患者利便性の話は難しくない。近い方がよい、いつでも営業してて欲しい、待たない方がよい等々、比較も容易である。
一方、医療の質は、比較が困難だ。かかりつけ薬剤師・かかりつけ薬局を持つと医療の質の向上が期待される・・・と言ったところで、一般人に理解できないどころか、医療関係者すら、かかりつけ薬剤師の意義について、疑問を持っている人がいる。一方で、門前薬局にだって優秀な薬剤師はいるのも事実である。ただし、このような個々人の意見のほとんどは制度を変えるだけのエビデンスではなく、感覚的な意見、感想に近い。
「医薬分業をすすめているから、かかりつけ薬局なんですよ」と言ったところで、患者は、よく分からない医療の質より、よく分かる利便性を優先してしまうのは当然だろう。
これらの問題点について、以前、下記のように述べた。
『医者の帰りに薬局に寄る』 このシステムが続く限り、医薬分業は非効率 - 医療、福祉に貢献するために |
『医者の帰りに寄る』ではなく、調剤薬局にまず行く行動パターンを作らなければ、なし崩し的に門内薬局の開設へ大きく動くことになるだろう。実際、門内薬局の開設が立て続けに公表されているのは、昨日書いたとおりである。
■薬局の利益を賃料・地代で病院にバックする仕組みであるならば強い疑問を抱く
門内に薬局を開設すれば、ほぼ処方せんを寡占できるのだろう。災害医療センターの公募における質問を見れば、その様子が伺える。質問に対する回答書(調剤薬局の設置・運営者の公募)
応募者は、院外処方率や新患数、処方せん1枚あたりの金額などを知りたがっていることが分かる。おそらくこれらの情報があれば、ある程度の財務的な目安が付くのだろう。
この薬局の運営を通じて得る利益の適切性や、この災害医療センターのケースを個別に意図して言うわけではないが、賃料や地代を通じて、病院側が利益を手にすることができるとしたら、これは多くの病院がマネをしたいはずである。
門前に薬局があったところで病院にとって一銭も収入とならない現状は、施設内薬局の開設により、変化が生じている。
■ホテルのレストランとの比較
ホテルでは、レストランを施設内・敷地内に作るケースがある。宿泊者は、ホテル内のレストランで食事をしても良いし、ホテルのレストランが高いと感じたり、好きなメニューがなければ、ホテルを出て、好きなレストランに行くこともできる。完全に宿泊者の自由である。
ホテルによっては、宿泊料金とホテル内のレストランの食事をセットにしたパック料金を設定しているケースもよくあるが、大抵は食事なしのプランもあり、その差額を意識しながら、ホテル周辺のレストランに行くことを考えたりするのは、別に珍しいことではないだろう。

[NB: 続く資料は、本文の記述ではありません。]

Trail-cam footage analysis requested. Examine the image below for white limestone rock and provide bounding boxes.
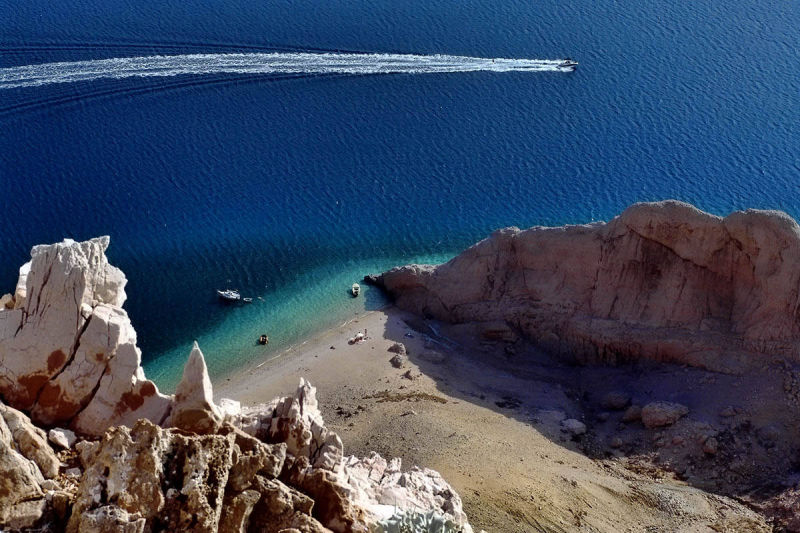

ホテルのレストランと、ホテル外のレストランは、値段や味や雰囲気などの純粋な質で競争している。あえて言えば、雨の日などはホテル内のレストランが有利になるだろう。また、ホテルのロケーションによっては、周辺にレストランのないところもある。そういったところでは、ホテルのレストランの値段は強気に設定できるかもしれない。いずれにしても、利用者が質を評価しながら、自由に選んでいる。
ある知り合いは、目玉が飛び出るような値段のルームサービスを頼む。一分一秒を惜しんでいるときに、食事で無駄な時間を使いたくなく、それなりの味の料理が出てくるルームサービスは、値段なりの価値があると言う。
薬局も、利用者が分かる『純粋な医療の質』で門前や門内の薬局が競争をすればよいのだが、冒頭述べたとおり、多くの患者は利便性しか理解できないのだから、当然の結果として、門前より門内、門内より院内と、より近いところが競争に勝ってしまう。それゆえ、「敷地内に薬局ができる」と知ったら、門前の薬局が猛反発するのだ。
レストランでは、そうはならないだろう。ホテルの前に繁盛している日本料理屋があり、今度ホテル内に日本料理屋ができると知ったとする。おそらく、ホテル前の日本料理屋は、多少危機感もあるかもしれないが(おそらく、それは適切な危機感)、料理のクオリティやメニューの差別化など、競争力を維持する努力をするはずである。
つまり、敷地内薬局、門内薬局について業界団体が反発しているのは、『患者に理解してもらえる「医療の質」の差はない』ということを自ら表明しているような気がしてならない。